This invention relates to compositions containing a pair of metal compounds distributed interactively on a deboronated HAMS-1B crystalline borosilicate molecular sieve (DBH) and a process of using such compositions as oxidation or oxidative dehydrogenation catalysts. More particularly, this invention relates to an improved process and composition for the alkyl group oxidation or oxidative dehydrogenation of an alkyl-substituted aromatic using a novel metal-compound-containing composition based upon a deboronated HAMS-1B crystalline borosilicate molecular sieve. Still more particularly, this invention relates to improved process for the methyl group oxidation of a methyl-substituted aromatic, such as p-xylene, to an aromatic mono and/or dialdehyde using a catalytic amount of a novel composition containing an iron molybdenum material distributed interactively on a deboronated HAMS-1B crystalline borosilicate molecular sieve.
U.S. Pat. No. 3,597,485 discloses a process for preparation of terephthalaldehyde (referred to herein as TPAA) which comprises subjecting p-xylene to a vapor phase oxidation in the presence of a catalyst mixture consisting of tungsten and molybdenum compounds.
U.S. Pat. No. 3,845,137 describes a process for preparation of TPAA in which p-xylene is oxidized in the vapor phase in the presence of a supported catalyst mixture of oxides of tungsten and molybdenum and at least a third metal or oxide selected from the group consisting of calcium, barium, titanium, zirconium, hafnium, thallium, niobium, zinc, and tin. According to this patent, the three component catalyst composition processes have improved catalyst life when compared to the catalyst described in U.S. Pat. No. 3,597,485. However, in both of these patents the conversion of p-xylene to TPAA is low.
U.S. Pat.
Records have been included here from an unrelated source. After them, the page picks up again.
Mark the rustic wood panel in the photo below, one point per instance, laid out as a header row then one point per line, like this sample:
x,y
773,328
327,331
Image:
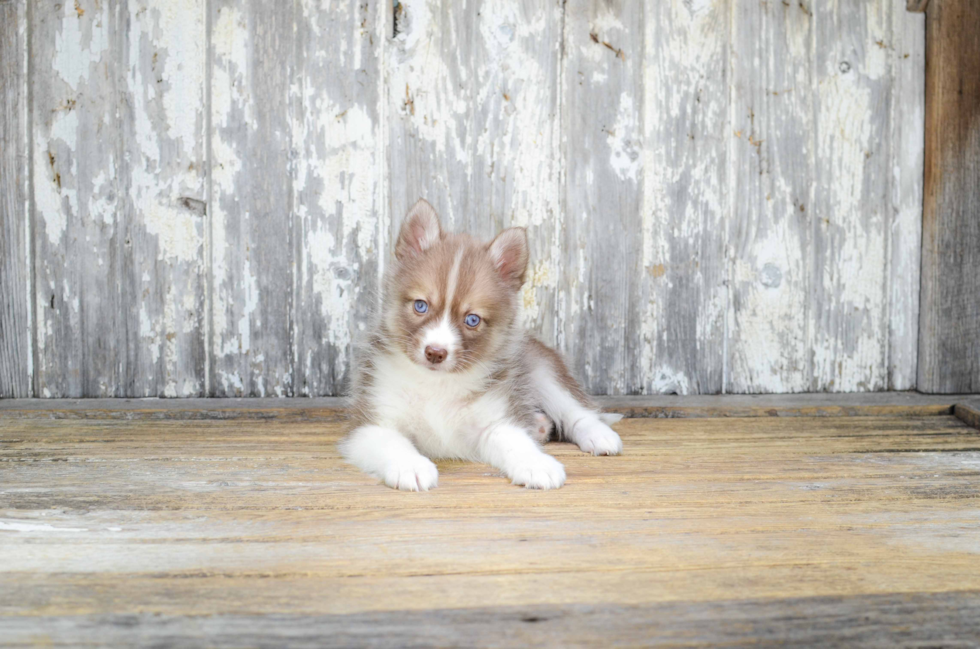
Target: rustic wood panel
x,y
338,187
949,324
16,330
849,319
111,520
252,229
118,168
602,147
473,109
773,167
907,124
686,197
895,404
720,195
907,619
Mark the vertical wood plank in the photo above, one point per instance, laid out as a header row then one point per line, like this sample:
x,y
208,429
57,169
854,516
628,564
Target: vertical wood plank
x,y
163,219
474,128
848,317
76,153
772,171
118,169
907,124
337,183
602,143
252,54
16,361
685,196
949,316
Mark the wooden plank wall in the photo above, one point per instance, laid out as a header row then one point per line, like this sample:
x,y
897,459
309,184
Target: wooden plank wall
x,y
722,195
949,341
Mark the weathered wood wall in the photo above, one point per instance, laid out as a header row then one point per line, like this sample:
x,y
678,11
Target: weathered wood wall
x,y
949,342
199,196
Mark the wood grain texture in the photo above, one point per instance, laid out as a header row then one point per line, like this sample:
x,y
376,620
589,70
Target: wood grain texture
x,y
252,230
473,105
737,527
878,621
337,156
949,324
16,328
602,147
686,199
895,404
721,196
968,413
850,209
118,167
907,124
773,165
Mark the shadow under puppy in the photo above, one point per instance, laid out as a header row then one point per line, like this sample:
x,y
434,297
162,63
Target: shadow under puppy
x,y
448,372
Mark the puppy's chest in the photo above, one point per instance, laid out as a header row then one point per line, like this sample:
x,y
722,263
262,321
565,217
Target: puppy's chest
x,y
437,410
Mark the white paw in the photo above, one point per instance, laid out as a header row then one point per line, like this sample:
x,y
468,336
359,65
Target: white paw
x,y
540,471
412,474
541,432
597,438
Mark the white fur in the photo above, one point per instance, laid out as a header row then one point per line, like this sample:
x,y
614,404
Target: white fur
x,y
386,454
581,425
435,414
444,336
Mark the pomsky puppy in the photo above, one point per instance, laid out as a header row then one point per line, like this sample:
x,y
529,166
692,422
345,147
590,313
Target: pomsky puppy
x,y
447,372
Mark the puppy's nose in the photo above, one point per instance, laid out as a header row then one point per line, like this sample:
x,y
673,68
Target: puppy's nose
x,y
435,354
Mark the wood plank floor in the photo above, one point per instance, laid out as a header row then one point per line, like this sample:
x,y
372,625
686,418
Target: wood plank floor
x,y
711,531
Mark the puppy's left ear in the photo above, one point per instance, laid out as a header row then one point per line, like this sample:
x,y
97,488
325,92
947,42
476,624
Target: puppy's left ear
x,y
508,252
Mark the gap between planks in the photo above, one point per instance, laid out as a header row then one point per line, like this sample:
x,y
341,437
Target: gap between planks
x,y
896,404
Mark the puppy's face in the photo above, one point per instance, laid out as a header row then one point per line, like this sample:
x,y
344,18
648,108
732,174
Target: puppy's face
x,y
451,300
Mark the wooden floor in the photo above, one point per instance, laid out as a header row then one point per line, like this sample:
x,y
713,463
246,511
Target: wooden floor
x,y
249,531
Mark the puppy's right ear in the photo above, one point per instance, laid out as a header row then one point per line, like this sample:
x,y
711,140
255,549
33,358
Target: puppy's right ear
x,y
420,230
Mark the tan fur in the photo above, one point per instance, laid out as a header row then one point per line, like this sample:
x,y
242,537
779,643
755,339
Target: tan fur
x,y
487,283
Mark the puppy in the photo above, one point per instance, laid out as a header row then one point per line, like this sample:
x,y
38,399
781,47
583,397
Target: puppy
x,y
447,372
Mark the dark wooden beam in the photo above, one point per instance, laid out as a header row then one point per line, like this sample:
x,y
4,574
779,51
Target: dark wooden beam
x,y
949,317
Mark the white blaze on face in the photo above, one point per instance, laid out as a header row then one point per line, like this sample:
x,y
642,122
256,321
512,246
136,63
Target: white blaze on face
x,y
444,335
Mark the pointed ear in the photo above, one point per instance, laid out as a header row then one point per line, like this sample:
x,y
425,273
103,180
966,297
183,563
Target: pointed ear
x,y
508,252
420,230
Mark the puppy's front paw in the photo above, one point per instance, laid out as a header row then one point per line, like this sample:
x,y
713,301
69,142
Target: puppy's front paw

No. 4,017,547 describes an improved process for making TPAA which uses a mixture of molybdenum oxide and silico-tungstic acid in combination with bismuth oxide. Catalyst lifetime and conversion to TPAA are both said to be improved over the prior art techniques. Not only is the conversion of p-xylene to TPAA said to be increased substantially by the use of the oxide of bismuth, but catalyst life is also said to be improved considerably, thereby permitting the operation of the oxidation process for longer periods of time before catalyst regeneration is required.
In an article entitled "Polymer Applications of Some Terephthalaldehyde Derivatives" in Ind. & Eng. Chem., Prod. Res. Dev. 15 (1) 83-88(1976), the authors use a tungsten-molybdenum catalyst in a ratio of about 9:1 deposited in an amount of ten percent or less on an alumina support to oxidize a mixture of air and p-xylene at 475.degree. C. to 575.degree. C. to a mixture of tolualdehyde (TAL) and TPAA. A 40-60% yield of TPAA with a minor production of byproducts is reported. The lifetime of the catalyst however appears to be poor.
Two catalyst properties are of primary importance for the operation of a continuous oxidation or oxidative dehydrogenation process which converts alkanes, aromatics or alkyl aromatics on a commercial scale. The first is yield of the desired oxidation product and the second is catalyst lifetime.
Now it has been discovered that metal-compound-containing compositions based on a deboronated HAMS-1B crystalline borosilicate molecular sieve having the MFI crystal structure can be very selective in oxidation and oxidative dehydrogenation reactions while having a long lifetime. For example, the alkyl group oxidation of an alkyl-substituted aromatic in the presence of a catalytic amount of a composition which is an iron molybdenum material distributed interactively on a deboronated HAMS-1B crystalline molecular sieve can yield aromatic aldehydes where the alkyl substituent is methyl and alkenyl-substituted aromatics when the alkyl substituent is larger than methyl. (oxidative dehydrogenation). The compositions give a combination of both good yield and good catalyst lifetime for the production of aromatic aldehydes or alkenyl aromatic products with reduced amounts of burning to fully oxidized products. In addition, the compositions show a selectivity in the oxidation of xylene and dialdehydes which can serve as the basis for a process for separating p-xylene from the other xylene isomers by selectively oxidizing p-xylene. Products of such selective p-xylene and dialdehyde oxidation are suitable intermediates for a variety of novel and specialty polymer applications including liquid crystals, engineering polymers, and optical brighteners. These oxidation products are also useful in synthesis of alcohols such as cyclohexanedimethanol. A particularly useful product of this invention is p-tolualdehyde which is useful as a feed to a water-based oxidation process to make purified terephthalic acid.